I looked down at the paper. “Sexual promiscuity, preferably with older men.”
She flinched, every muscle in her body tensing up, and instantly paled. The room suddenly shifted, and I knew this was it. This is what affected her. It was what she was scared of.
She quickly regained her composure, shooting me an annoyed glare. “I’m not going to deny that I have sex, probably more than I should, but it happens. But as far at the other part, the jab in my spine to keep me down, I think it’s a bit unfair to classify it as promiscuity.”
“Why is that?” Her guard was coming down and I couldn’t wait to dig in.

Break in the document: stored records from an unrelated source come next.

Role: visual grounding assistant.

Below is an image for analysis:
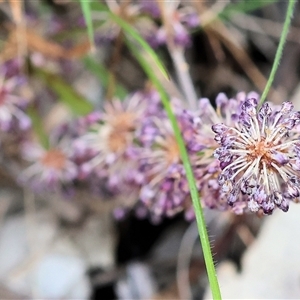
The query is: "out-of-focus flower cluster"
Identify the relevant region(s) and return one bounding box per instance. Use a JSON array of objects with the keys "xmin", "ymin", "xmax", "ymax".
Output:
[{"xmin": 0, "ymin": 55, "xmax": 300, "ymax": 221}]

I wanted to crack open her mind and discover everything hidden inside.
“Does me being held down, my legs pried open, while someone shoves themselves inside of me mean I’m promiscuous?”
I almost fell out of my chair. My mind began to drum as I scrambled for the right words. What? Why hadn’t I been told this?
“Are you telling me you were raped?” I asked, hastily flipping through the pages, but not seeing anything. “There’s no mention of you being sexually assaulted in here.” I kept turning pages, skimming over words, but saw nothing.
Then I found them, two small almost hidden words. Peter Kline.
“Are you talking about Peter Kline?” I asked, tapping my finger against his name.
She threw her head back. “God,” she groaned. “No, I’m not talking about Peter Kline. I fucked him willingly. I’m so goddamned sick of him being used as a cop-out. I’m talking about the other guys.”
“I’m sorry, but I’m not seeing anything,” I said, slowly. “Have you told anyone else?”
“Of course I have, jackass. Are you calling me a liar?”
I shook my head. “I’m not calling you a liar,” I stammered. I needed to look into this. Why would they leave this out?